Umberto Eco ha scritto un articolo sulla bella Milano d’un tempo: “Questa mia povera città sturm und ‘ndrangheta” (“Repubblica”, 13 ottobre 2012).
E’ un testo all’imperfetto e c’è sempre da sospettare dinnanzi a questa forma verbale. Il passato aureo e nostalgico vi fa sempre capolino, il tempo di quando eravamo puri e ingenui. L’imperfetto suggerisce sempre una deresponsabilizzazione, perché rispetto ai “bei tempi” qualcosa è cambiato e il mondo è “degenerato” senza che ce ne accorgessimo. L’imperfetto si accompagna sempre ad un’altra idea fuorviante, ma altamente rassicurante per chi la usa, ovvero che il male venga sempre dall’esterno: siamo sempre contagiati da un virus che proviene da fuori, il nostro centro ne era sprovvisto, poi qualcosa ha bucato i confini e ha cominciato a trasformarci. Così, secondo Eco, Milano, che «non voleva prendere ordini da Roma ladrona e disprezzava il meridione, si è ridotta a prendere ordini dal peggio del profondo Sud». E’ una dinamica diffusa, ognuno di noi può sperimentare questa forma mentis per cui il nostro luogo (il nostro centro) è sempre puro (almeno in origine), fino a quando ciò che è all’esterno (oltre ciò che riteniamo frontiera) non entra nel nostro spazio di vita.

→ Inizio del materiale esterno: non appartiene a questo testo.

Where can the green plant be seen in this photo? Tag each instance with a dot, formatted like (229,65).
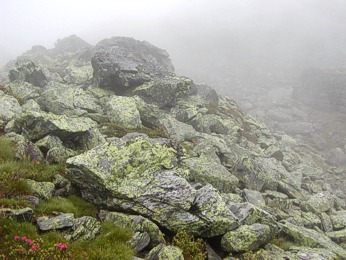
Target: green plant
(193,249)
(110,244)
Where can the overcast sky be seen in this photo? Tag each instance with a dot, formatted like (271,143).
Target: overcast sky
(196,33)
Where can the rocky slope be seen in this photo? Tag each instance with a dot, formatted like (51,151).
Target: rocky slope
(214,170)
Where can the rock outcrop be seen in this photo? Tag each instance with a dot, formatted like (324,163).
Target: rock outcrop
(214,171)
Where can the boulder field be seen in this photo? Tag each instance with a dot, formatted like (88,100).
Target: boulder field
(213,170)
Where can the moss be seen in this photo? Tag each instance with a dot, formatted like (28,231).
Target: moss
(193,249)
(71,204)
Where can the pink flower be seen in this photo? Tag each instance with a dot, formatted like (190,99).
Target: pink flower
(34,248)
(62,246)
(30,242)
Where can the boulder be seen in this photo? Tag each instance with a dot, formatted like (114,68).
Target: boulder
(246,238)
(204,170)
(36,125)
(9,108)
(120,63)
(162,252)
(59,222)
(43,190)
(137,224)
(84,228)
(28,71)
(139,241)
(123,111)
(164,92)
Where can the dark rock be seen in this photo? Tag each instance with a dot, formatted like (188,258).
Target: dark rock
(114,68)
(28,71)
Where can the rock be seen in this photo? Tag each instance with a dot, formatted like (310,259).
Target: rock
(164,92)
(123,111)
(254,197)
(59,222)
(28,71)
(246,238)
(211,254)
(115,69)
(326,222)
(338,236)
(84,228)
(9,108)
(320,202)
(25,150)
(23,91)
(59,154)
(31,105)
(75,101)
(137,224)
(338,219)
(139,241)
(311,238)
(24,214)
(162,252)
(313,253)
(35,125)
(71,43)
(43,190)
(204,170)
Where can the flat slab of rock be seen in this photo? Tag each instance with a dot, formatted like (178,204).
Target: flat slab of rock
(59,222)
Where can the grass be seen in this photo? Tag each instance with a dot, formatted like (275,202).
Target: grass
(71,204)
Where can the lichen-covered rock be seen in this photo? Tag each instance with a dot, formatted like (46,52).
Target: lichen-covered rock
(313,253)
(139,241)
(43,190)
(246,238)
(36,125)
(24,214)
(164,92)
(24,149)
(59,154)
(84,228)
(80,75)
(28,71)
(204,170)
(137,224)
(338,219)
(162,252)
(123,111)
(31,105)
(9,108)
(73,101)
(320,202)
(24,91)
(311,238)
(59,222)
(115,68)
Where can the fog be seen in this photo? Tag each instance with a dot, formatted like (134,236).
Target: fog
(221,42)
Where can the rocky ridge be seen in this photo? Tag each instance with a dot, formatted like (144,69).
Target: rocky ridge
(217,173)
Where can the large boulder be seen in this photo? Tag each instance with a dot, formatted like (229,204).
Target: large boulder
(246,238)
(36,125)
(9,107)
(123,111)
(28,71)
(121,62)
(139,176)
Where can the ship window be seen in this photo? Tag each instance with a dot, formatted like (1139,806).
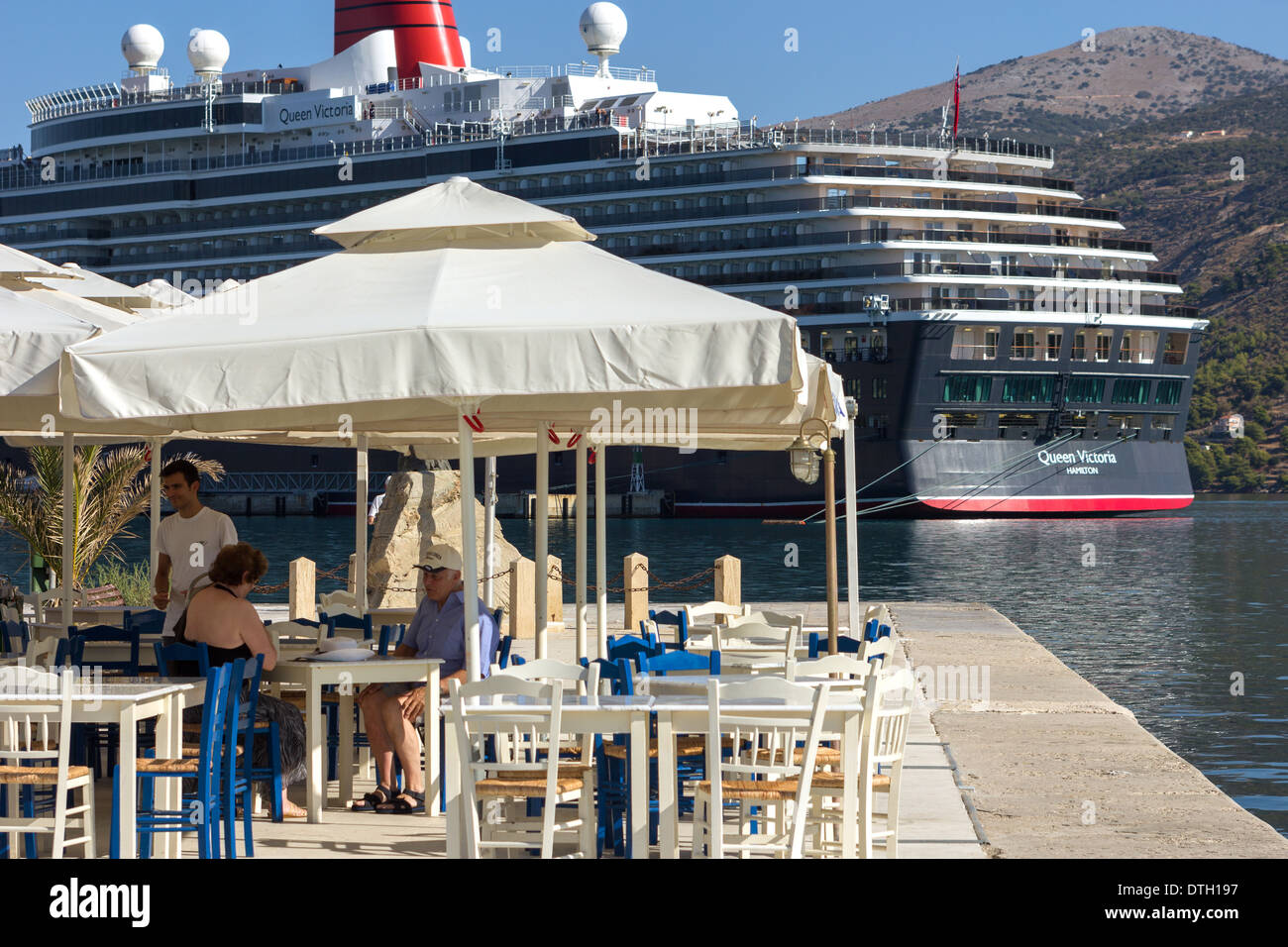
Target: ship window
(975,343)
(1131,390)
(1168,392)
(1137,347)
(967,388)
(1024,389)
(1086,390)
(1177,344)
(1024,344)
(1054,341)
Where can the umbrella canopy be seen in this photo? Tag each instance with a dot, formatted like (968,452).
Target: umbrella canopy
(406,331)
(455,210)
(99,289)
(165,295)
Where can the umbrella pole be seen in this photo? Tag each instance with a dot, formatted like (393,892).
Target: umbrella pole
(360,528)
(829,493)
(851,528)
(581,551)
(600,549)
(542,553)
(469,554)
(68,523)
(488,530)
(155,513)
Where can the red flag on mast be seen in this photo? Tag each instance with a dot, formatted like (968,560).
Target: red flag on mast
(957,94)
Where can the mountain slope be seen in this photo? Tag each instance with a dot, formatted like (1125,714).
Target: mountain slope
(1134,73)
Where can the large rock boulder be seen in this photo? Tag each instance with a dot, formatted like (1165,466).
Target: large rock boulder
(420,510)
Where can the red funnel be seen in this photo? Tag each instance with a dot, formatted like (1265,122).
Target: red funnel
(424,31)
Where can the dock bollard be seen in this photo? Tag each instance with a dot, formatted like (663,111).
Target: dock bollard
(303,585)
(729,581)
(635,590)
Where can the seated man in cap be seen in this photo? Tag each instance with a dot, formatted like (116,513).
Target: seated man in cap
(390,710)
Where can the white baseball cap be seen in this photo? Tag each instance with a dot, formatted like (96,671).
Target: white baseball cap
(441,557)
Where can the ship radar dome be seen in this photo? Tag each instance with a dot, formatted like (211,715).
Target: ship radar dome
(142,47)
(603,27)
(207,52)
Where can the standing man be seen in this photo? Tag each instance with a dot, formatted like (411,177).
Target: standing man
(187,543)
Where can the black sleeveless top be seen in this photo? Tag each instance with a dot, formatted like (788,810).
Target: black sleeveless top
(218,656)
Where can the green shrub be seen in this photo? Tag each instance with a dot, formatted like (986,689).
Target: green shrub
(134,582)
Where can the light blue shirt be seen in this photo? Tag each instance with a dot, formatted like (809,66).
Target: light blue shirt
(441,633)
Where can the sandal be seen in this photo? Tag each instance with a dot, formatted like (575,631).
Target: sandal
(381,795)
(407,804)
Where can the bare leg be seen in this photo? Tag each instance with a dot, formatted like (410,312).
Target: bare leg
(404,741)
(374,712)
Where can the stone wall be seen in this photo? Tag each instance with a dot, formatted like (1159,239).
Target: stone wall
(420,510)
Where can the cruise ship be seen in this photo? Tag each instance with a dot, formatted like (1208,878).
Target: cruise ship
(1010,350)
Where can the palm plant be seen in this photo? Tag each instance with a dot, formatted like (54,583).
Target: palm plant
(110,488)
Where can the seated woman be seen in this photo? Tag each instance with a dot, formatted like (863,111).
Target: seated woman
(222,617)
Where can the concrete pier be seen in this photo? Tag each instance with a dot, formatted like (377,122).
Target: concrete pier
(1060,771)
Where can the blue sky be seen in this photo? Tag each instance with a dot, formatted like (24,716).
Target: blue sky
(850,51)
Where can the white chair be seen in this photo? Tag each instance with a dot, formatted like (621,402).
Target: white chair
(548,669)
(42,654)
(888,711)
(715,612)
(756,648)
(505,785)
(849,676)
(339,603)
(763,771)
(40,732)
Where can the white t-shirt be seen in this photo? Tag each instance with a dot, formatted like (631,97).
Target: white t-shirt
(192,545)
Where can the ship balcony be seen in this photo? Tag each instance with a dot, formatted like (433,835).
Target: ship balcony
(888,270)
(737,241)
(969,304)
(704,209)
(592,183)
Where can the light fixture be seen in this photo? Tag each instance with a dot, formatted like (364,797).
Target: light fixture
(804,460)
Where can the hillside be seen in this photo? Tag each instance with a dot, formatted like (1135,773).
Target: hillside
(1228,240)
(1224,234)
(1134,73)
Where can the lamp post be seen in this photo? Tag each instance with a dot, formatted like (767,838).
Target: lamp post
(804,455)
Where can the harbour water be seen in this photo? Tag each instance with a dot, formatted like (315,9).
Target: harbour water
(1179,617)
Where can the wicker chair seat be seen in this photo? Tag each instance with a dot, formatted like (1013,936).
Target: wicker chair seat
(532,784)
(39,776)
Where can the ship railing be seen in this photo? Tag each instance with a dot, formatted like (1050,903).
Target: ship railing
(866,236)
(754,208)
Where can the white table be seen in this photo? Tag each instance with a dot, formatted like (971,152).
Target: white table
(580,715)
(349,677)
(125,702)
(686,712)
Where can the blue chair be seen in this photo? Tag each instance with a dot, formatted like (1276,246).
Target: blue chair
(201,812)
(240,785)
(14,637)
(631,647)
(334,621)
(844,644)
(106,634)
(129,668)
(150,621)
(682,661)
(682,626)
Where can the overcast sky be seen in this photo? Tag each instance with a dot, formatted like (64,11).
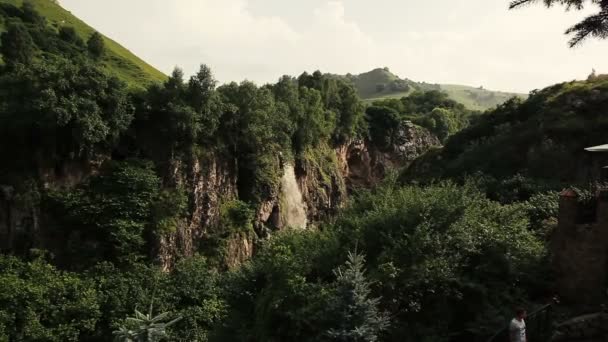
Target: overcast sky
(472,42)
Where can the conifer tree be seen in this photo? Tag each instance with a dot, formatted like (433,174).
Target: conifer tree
(358,316)
(595,25)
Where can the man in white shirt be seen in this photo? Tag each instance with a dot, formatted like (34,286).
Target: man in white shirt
(517,328)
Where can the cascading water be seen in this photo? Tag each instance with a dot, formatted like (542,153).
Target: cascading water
(293,209)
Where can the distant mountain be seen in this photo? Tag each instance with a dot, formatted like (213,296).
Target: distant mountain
(382,83)
(118,61)
(542,137)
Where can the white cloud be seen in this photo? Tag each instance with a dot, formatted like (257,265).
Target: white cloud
(474,42)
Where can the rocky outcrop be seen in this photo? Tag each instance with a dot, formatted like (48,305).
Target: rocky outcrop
(584,328)
(323,178)
(364,165)
(208,180)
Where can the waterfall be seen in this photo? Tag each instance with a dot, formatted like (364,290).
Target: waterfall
(293,209)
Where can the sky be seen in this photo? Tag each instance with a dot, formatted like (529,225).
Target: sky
(471,42)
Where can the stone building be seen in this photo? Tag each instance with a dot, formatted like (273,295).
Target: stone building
(580,245)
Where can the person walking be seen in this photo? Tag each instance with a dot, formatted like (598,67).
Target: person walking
(517,327)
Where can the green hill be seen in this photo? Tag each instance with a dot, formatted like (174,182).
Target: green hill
(382,83)
(118,60)
(541,138)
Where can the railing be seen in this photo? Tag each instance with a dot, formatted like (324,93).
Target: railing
(539,326)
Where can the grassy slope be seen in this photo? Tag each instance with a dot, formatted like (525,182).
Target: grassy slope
(543,138)
(472,98)
(118,60)
(476,98)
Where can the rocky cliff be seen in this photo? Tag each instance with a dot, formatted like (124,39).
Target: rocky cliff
(324,177)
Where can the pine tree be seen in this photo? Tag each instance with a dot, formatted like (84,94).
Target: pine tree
(358,317)
(595,25)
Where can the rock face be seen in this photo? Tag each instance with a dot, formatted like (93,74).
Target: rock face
(323,182)
(364,165)
(208,181)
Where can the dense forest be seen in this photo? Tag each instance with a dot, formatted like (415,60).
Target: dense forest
(105,173)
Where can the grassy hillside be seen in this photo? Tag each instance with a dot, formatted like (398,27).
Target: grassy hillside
(382,84)
(542,137)
(118,60)
(477,98)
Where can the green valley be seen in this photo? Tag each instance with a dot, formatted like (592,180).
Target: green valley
(119,61)
(381,83)
(139,207)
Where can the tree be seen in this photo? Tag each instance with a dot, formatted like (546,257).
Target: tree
(17,44)
(68,34)
(31,15)
(96,45)
(145,327)
(383,125)
(358,316)
(595,25)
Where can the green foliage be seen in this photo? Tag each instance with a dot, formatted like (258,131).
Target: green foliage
(357,314)
(432,110)
(41,16)
(384,124)
(106,218)
(594,25)
(17,44)
(541,138)
(96,45)
(145,327)
(40,303)
(168,209)
(61,109)
(69,34)
(433,249)
(236,216)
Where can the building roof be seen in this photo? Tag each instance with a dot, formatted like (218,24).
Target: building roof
(600,148)
(568,193)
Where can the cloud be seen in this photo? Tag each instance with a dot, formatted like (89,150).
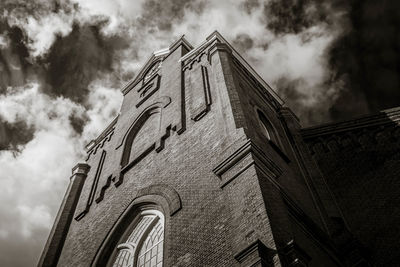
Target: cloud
(34,179)
(62,63)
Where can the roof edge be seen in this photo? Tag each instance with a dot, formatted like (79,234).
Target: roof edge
(387,116)
(215,35)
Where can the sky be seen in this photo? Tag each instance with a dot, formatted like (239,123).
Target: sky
(63,62)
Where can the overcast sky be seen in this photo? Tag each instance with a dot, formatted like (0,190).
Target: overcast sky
(62,64)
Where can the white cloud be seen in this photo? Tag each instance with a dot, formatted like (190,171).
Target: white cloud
(34,180)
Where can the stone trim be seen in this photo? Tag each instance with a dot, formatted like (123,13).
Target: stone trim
(255,254)
(294,256)
(244,157)
(55,242)
(160,196)
(390,116)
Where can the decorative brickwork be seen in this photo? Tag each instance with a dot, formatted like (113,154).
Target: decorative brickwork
(235,188)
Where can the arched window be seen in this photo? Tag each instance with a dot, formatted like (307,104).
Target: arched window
(267,127)
(142,244)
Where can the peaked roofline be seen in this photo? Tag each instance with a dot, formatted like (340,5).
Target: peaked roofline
(157,54)
(217,36)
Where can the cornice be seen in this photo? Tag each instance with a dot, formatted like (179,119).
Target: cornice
(217,37)
(390,116)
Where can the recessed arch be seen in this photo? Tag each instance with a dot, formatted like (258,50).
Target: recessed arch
(159,197)
(135,129)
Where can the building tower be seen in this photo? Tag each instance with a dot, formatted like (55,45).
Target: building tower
(204,166)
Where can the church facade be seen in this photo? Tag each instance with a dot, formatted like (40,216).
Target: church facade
(206,166)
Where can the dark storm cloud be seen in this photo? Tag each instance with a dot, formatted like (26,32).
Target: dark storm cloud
(14,134)
(368,58)
(14,57)
(365,58)
(71,64)
(243,42)
(77,59)
(162,14)
(250,5)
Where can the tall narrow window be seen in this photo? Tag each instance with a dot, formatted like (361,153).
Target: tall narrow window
(142,245)
(267,127)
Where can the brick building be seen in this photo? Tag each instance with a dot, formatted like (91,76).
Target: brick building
(206,166)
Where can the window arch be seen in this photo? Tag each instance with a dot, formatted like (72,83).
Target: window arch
(150,119)
(142,244)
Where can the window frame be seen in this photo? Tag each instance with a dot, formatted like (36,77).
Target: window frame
(143,211)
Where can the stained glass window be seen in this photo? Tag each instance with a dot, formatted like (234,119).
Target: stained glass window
(144,245)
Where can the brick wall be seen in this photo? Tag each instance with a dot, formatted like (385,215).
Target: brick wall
(360,160)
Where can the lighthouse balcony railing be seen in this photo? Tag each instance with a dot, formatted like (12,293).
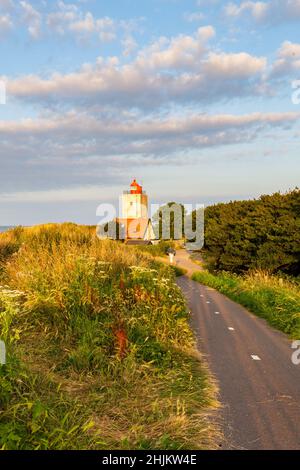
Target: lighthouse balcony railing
(129,192)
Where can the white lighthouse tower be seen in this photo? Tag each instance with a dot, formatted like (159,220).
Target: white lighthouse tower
(135,217)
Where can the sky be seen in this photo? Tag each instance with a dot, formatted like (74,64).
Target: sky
(199,100)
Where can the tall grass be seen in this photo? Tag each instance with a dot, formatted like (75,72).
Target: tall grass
(99,351)
(275,298)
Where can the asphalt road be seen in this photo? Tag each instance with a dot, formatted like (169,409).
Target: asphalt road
(259,386)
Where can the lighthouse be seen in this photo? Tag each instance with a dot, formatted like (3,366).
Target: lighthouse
(135,220)
(135,203)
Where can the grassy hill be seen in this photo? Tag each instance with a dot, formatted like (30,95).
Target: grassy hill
(99,351)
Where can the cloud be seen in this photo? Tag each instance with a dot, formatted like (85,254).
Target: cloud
(265,12)
(6,5)
(6,24)
(78,150)
(288,60)
(194,16)
(178,70)
(32,18)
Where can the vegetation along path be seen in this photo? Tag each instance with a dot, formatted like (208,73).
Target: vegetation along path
(259,384)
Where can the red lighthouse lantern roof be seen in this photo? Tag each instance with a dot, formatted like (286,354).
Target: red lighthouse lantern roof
(135,188)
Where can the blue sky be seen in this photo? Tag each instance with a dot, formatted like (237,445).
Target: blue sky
(193,98)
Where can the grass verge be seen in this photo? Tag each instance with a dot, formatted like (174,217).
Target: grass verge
(99,350)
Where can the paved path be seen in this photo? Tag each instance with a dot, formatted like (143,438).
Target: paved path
(259,385)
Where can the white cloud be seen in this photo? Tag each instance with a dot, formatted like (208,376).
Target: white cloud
(6,24)
(194,16)
(271,12)
(32,18)
(288,59)
(181,70)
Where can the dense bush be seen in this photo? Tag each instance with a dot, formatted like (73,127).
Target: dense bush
(256,234)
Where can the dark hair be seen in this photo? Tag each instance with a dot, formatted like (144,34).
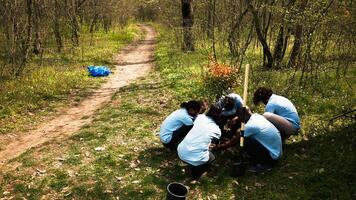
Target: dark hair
(214,113)
(262,94)
(195,105)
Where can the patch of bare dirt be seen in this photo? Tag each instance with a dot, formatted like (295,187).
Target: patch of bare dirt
(133,62)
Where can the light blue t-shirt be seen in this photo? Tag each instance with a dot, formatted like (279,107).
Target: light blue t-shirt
(283,107)
(260,129)
(237,104)
(194,149)
(173,122)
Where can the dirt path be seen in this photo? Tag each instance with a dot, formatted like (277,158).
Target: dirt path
(134,61)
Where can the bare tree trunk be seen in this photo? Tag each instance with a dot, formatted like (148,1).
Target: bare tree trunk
(24,42)
(210,18)
(37,44)
(296,46)
(298,40)
(261,38)
(188,21)
(72,8)
(278,50)
(56,26)
(233,39)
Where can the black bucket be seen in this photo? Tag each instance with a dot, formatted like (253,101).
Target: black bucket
(176,191)
(238,169)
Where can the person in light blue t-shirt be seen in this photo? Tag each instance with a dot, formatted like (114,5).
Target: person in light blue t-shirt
(195,147)
(229,104)
(263,142)
(279,110)
(178,123)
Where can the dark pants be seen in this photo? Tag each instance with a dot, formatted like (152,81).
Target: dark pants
(258,153)
(284,126)
(197,171)
(177,136)
(227,135)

Ci sarebbe da discutere su chi ha inquinato chi, su chi è causa di cosa, ma finirebbe presto in uno sterile gioco al rimpiattino. Forse, invece, bisognerebbe porsi qualche domanda più seria sul sistema economico contemporaneo, che tra le sue voci strutturali necessita del surplus generato dalle mafie.
Può bastare, dunque, quel che propone Eco in chiusura del suo testo, ovvero una rinnovata morigeratezza da parte di tutti, soprattutto da parte dei politici? Direi proprio di no, se non ci vogliamo nuovamente illudere che per risollevarci basti uscire poco e guidare auto usate.